The idea so far was that Ch'uya owned some land that was wooded. He cut down trees occasionally to use for firewood, but most of the trees remained untouched. Mark wanted to use them to make wagons for hauling.

His plan was a little complicated. They would make one and then show it as an example to all of the farmers and business men in the area. This, he hoped, would convince several of them to make a down payment on one for themselves. The goal would be to sell a wagon for three gold pieces, which was a fair price. They would take half the price for dog-sized models. If the people would pay half in advance, then Mark and David would have to pre-sell 25-30 of the larger wagons in order to buy SaƱi. It would be a very busy two weeks, and then they would have to actually build the merchandise for the buyers.
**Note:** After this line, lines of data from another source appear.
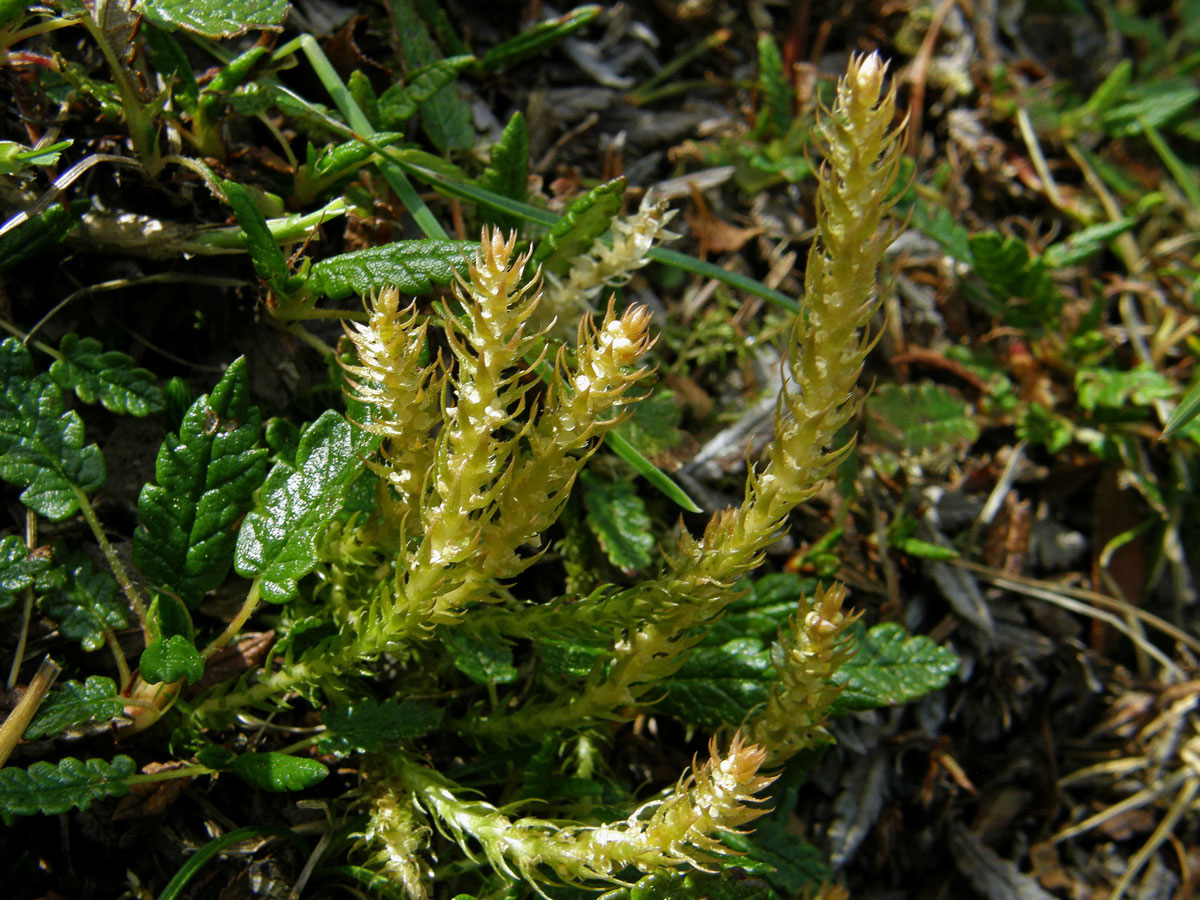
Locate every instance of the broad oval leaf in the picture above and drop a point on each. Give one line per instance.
(216, 18)
(171, 659)
(891, 666)
(412, 267)
(76, 703)
(277, 541)
(109, 378)
(207, 477)
(48, 789)
(41, 445)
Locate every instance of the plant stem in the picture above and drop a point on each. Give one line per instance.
(247, 607)
(395, 177)
(114, 562)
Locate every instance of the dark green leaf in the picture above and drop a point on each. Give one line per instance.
(1086, 243)
(216, 18)
(400, 102)
(891, 666)
(366, 725)
(41, 445)
(205, 483)
(277, 541)
(537, 39)
(1185, 412)
(84, 603)
(942, 226)
(786, 861)
(654, 425)
(567, 658)
(508, 174)
(589, 216)
(109, 378)
(264, 252)
(617, 516)
(1023, 292)
(719, 685)
(762, 610)
(18, 568)
(918, 419)
(169, 659)
(73, 703)
(445, 115)
(412, 267)
(48, 789)
(1153, 103)
(1115, 389)
(168, 617)
(279, 772)
(775, 94)
(40, 233)
(483, 661)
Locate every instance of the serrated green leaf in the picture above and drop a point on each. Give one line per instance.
(1115, 389)
(617, 516)
(279, 772)
(216, 18)
(916, 419)
(18, 568)
(719, 685)
(789, 863)
(41, 445)
(83, 600)
(537, 39)
(73, 703)
(264, 252)
(508, 173)
(109, 378)
(891, 666)
(277, 541)
(762, 610)
(49, 790)
(1019, 282)
(732, 883)
(207, 477)
(169, 659)
(366, 725)
(653, 427)
(445, 115)
(775, 94)
(412, 267)
(1086, 243)
(589, 216)
(483, 661)
(400, 102)
(942, 226)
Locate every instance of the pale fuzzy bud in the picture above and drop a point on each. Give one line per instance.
(868, 73)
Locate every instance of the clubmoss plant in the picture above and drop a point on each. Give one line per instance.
(395, 545)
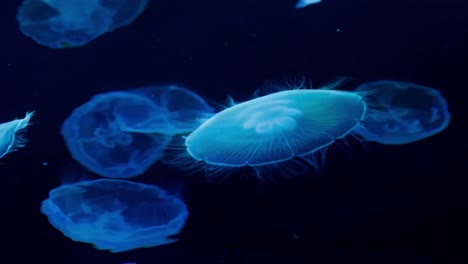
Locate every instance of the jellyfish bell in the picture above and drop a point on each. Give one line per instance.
(401, 112)
(272, 130)
(115, 215)
(11, 134)
(105, 134)
(184, 108)
(61, 24)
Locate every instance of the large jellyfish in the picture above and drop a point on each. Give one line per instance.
(115, 215)
(275, 128)
(72, 23)
(185, 109)
(97, 137)
(11, 134)
(401, 112)
(304, 3)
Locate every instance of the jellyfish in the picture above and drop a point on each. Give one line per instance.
(12, 134)
(73, 23)
(115, 215)
(276, 128)
(97, 137)
(401, 112)
(185, 109)
(304, 3)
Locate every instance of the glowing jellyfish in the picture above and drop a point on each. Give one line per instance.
(304, 3)
(276, 128)
(401, 112)
(115, 215)
(11, 134)
(97, 137)
(184, 109)
(72, 23)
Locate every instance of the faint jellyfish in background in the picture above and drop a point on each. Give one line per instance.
(304, 3)
(12, 134)
(72, 23)
(275, 129)
(103, 145)
(184, 109)
(115, 215)
(401, 112)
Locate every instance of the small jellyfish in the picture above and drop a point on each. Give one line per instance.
(115, 215)
(276, 128)
(72, 23)
(401, 112)
(11, 134)
(185, 109)
(304, 3)
(97, 137)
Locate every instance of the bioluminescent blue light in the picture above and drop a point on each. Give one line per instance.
(11, 134)
(304, 3)
(401, 112)
(97, 137)
(115, 215)
(276, 127)
(72, 23)
(185, 109)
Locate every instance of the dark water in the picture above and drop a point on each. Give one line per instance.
(404, 204)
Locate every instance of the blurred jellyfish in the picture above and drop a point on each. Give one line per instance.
(11, 134)
(72, 23)
(185, 109)
(98, 139)
(276, 128)
(115, 215)
(401, 112)
(304, 3)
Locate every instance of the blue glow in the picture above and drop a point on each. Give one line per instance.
(276, 128)
(72, 23)
(115, 215)
(12, 134)
(401, 112)
(98, 138)
(185, 109)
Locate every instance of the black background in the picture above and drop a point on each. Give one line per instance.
(386, 204)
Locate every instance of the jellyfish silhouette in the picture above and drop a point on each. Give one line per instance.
(304, 3)
(184, 109)
(276, 128)
(115, 215)
(72, 23)
(97, 137)
(11, 134)
(401, 112)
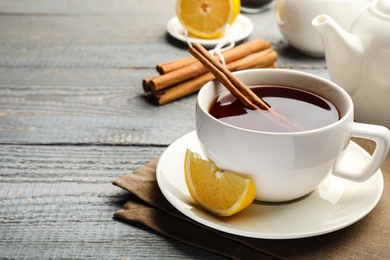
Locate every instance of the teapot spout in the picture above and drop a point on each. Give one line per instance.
(344, 53)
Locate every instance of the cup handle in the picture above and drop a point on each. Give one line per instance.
(381, 136)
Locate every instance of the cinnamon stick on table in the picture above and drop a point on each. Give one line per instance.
(231, 82)
(262, 59)
(196, 68)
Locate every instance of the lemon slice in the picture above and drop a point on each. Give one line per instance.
(207, 19)
(222, 193)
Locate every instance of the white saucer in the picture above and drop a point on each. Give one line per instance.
(337, 203)
(240, 29)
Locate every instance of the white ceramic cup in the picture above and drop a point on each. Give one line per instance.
(287, 166)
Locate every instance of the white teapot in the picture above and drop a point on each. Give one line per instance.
(294, 17)
(359, 60)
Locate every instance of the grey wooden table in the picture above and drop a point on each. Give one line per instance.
(73, 117)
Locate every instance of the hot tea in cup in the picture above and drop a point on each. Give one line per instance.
(285, 163)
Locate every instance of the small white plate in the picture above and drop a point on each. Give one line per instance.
(337, 203)
(240, 29)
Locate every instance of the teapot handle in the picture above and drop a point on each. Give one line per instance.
(381, 136)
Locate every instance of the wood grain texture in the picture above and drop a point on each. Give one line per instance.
(58, 202)
(73, 117)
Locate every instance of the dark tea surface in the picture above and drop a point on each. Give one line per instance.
(303, 109)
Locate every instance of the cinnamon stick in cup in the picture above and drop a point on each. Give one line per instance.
(196, 68)
(262, 59)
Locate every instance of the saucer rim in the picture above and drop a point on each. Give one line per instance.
(180, 204)
(174, 23)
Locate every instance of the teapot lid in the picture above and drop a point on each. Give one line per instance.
(382, 7)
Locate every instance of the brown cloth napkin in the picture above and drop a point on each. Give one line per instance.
(369, 238)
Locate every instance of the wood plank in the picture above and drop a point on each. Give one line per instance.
(99, 106)
(114, 40)
(58, 202)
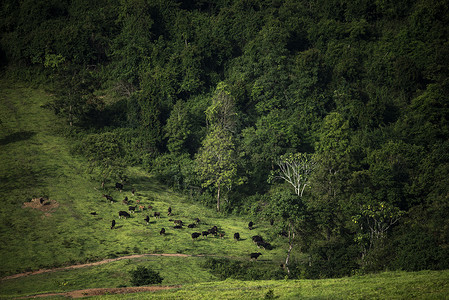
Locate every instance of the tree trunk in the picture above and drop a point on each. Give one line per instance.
(291, 235)
(218, 198)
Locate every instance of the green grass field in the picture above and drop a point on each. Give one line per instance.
(36, 162)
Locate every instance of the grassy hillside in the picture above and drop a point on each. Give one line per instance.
(36, 162)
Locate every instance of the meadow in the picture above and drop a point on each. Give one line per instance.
(36, 162)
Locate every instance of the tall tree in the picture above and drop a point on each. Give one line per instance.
(216, 160)
(296, 170)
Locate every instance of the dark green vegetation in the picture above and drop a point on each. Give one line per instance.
(330, 118)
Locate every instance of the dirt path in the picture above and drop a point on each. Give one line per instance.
(104, 291)
(101, 262)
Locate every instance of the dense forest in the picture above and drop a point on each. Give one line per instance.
(329, 118)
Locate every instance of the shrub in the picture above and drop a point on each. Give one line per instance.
(144, 276)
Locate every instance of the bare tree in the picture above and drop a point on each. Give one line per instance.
(296, 169)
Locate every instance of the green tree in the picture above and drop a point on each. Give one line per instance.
(178, 128)
(104, 153)
(216, 159)
(333, 157)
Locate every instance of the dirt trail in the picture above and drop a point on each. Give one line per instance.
(104, 291)
(101, 262)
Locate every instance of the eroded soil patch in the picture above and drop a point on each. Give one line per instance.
(47, 206)
(105, 291)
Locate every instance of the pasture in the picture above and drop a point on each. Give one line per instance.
(62, 231)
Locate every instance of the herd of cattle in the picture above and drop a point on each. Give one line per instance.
(178, 224)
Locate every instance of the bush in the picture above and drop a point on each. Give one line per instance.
(144, 276)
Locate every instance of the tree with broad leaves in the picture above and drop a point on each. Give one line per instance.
(217, 160)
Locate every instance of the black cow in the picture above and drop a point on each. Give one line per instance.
(255, 255)
(119, 186)
(264, 245)
(213, 230)
(109, 198)
(257, 239)
(123, 214)
(250, 225)
(283, 233)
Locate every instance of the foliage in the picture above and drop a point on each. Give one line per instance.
(144, 276)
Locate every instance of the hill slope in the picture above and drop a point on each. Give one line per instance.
(36, 162)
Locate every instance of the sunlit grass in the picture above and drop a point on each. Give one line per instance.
(36, 162)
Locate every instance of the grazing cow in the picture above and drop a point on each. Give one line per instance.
(255, 255)
(283, 233)
(119, 186)
(109, 198)
(250, 225)
(257, 239)
(213, 230)
(123, 214)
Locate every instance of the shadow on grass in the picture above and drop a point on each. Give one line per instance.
(17, 137)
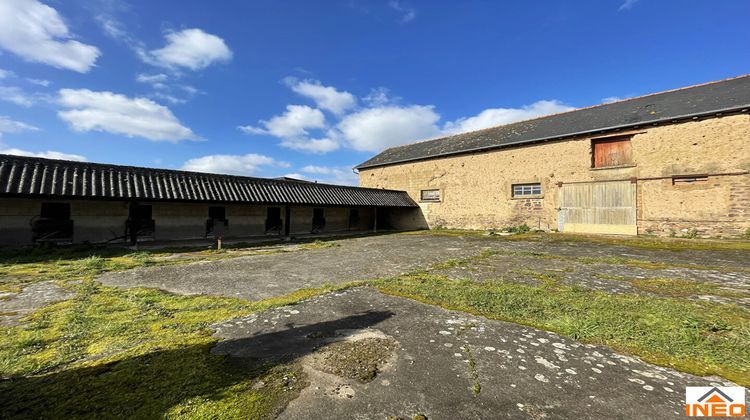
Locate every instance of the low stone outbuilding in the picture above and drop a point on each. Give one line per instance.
(670, 163)
(44, 200)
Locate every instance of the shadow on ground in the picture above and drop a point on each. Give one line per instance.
(175, 381)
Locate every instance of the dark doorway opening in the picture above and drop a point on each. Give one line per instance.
(273, 220)
(382, 219)
(217, 222)
(353, 219)
(319, 220)
(53, 224)
(140, 223)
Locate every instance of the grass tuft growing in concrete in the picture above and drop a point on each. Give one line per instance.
(138, 353)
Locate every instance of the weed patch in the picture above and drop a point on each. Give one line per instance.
(137, 353)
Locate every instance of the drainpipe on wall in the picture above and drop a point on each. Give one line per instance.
(287, 221)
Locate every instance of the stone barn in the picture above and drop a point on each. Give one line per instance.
(669, 163)
(43, 200)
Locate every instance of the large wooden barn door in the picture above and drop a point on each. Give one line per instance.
(598, 207)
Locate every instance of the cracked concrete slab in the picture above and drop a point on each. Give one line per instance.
(14, 306)
(264, 276)
(449, 365)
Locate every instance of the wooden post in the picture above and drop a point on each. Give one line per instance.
(287, 221)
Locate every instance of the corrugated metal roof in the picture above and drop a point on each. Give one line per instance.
(37, 177)
(701, 100)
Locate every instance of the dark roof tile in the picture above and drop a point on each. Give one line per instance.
(46, 178)
(707, 99)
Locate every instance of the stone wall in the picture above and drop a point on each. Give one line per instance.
(476, 188)
(104, 221)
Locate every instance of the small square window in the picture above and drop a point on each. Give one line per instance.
(526, 190)
(217, 213)
(684, 180)
(430, 195)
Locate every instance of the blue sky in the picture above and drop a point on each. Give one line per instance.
(310, 89)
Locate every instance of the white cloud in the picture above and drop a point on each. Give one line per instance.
(379, 97)
(151, 79)
(119, 114)
(16, 95)
(627, 5)
(381, 124)
(499, 116)
(296, 121)
(38, 82)
(375, 129)
(190, 48)
(232, 164)
(37, 33)
(326, 97)
(341, 175)
(293, 128)
(407, 13)
(13, 126)
(309, 145)
(8, 125)
(112, 27)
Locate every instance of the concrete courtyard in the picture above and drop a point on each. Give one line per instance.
(446, 364)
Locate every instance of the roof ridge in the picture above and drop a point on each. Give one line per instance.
(5, 156)
(570, 111)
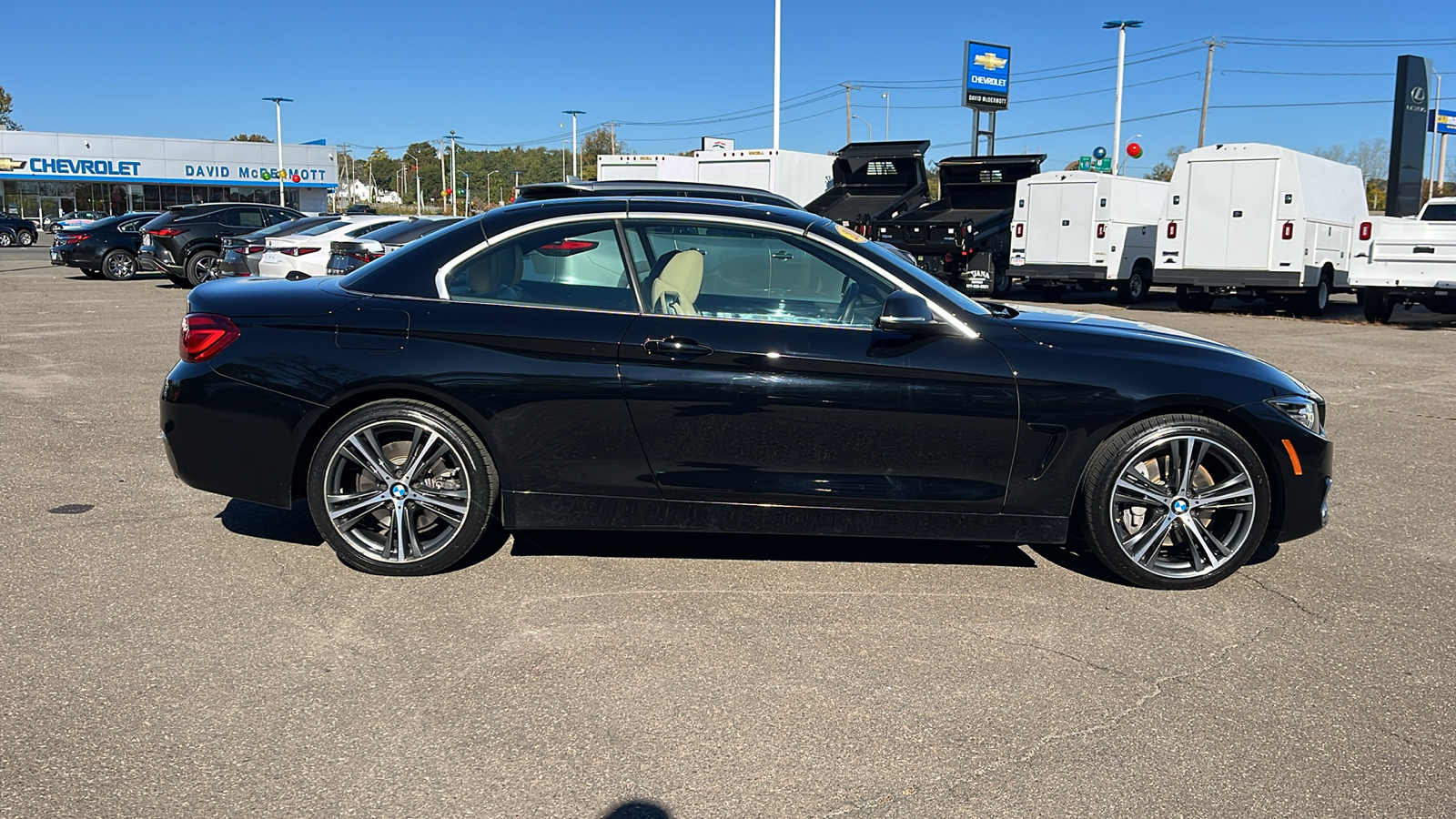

Even if everything went well, David knew it would be weeks or months before Mark was free. It might have been wise for them to sleep and let their minds process the idea overnight first, but they skipped that step because time was short. This was the best, and only, plan they had.

Even before Mark had finished outlining his plan, Ch'uya poked a few holes in the idea. David did not know him very well, but it looked like he was savoring the task. He pointed out that the wood needed to be aged in order to make a good wagon that would not warp. He also asked how they intended to obtain the tools and iron needed for the job.

In reply, Mark had said that he had hoped only to borrow the tools necessary as well as the trees for this from Ch'uya. He would even replant trees for the ones they cut down.

The man slowly sat back in his chair with a thoughtful look on his face. Mark had leaned forward, eager to hear his plan cleared.

The rules that Ch'uya finally laid out were non-negotiable, and it was these that had made Mark angry. He would lend them the trees, tools, iron, and even some seasoned wood for the job. In exchange they had to pre-sell 35 wagons within the two weeks. If they succeeded, Mark would go free as well. If they failed then Mark would have to pay back double for his freedom.

Mark thought he had considered everything and had planned to sell more wagons after the first two weeks in order to pay for the parts needed to build the other wagons. By performing much of the work himself -- with David's help -- he had expected to eliminate most of the initial production costs. The iron fittings for the first wagon were the hardest part, but he figured that he had a couple days to come up with a plan for them. The option presented by Ch'uya increased the stakes even beyond what he had laid on himself. For them to sell 35 wagons would require them to work almost without sleep.

When Mark saw that arguing was not going to change the terms, he finally assented to the plan. When he stood, his dejected stance caused David to smile slightly. "You look about like I feel. Tired."

"Yeah, let's get some sleep. We're going to need it."

Just before they left the room, Ch'uya called for Mark's attention one last time. "Don't worry about your regular duties tomorrow. I'll have somebody else take care of them."

Mark thanked him and the two friends left. There was a separate building where most of the hired hands slept, and for that night it included David also.

After the initial introductions Mark found a place for David to sleep and then he ate a quick dinner of whatever was left over from earlier. David went straight to bed. They would discuss the rest in the morning. For now, sleep would be sweet.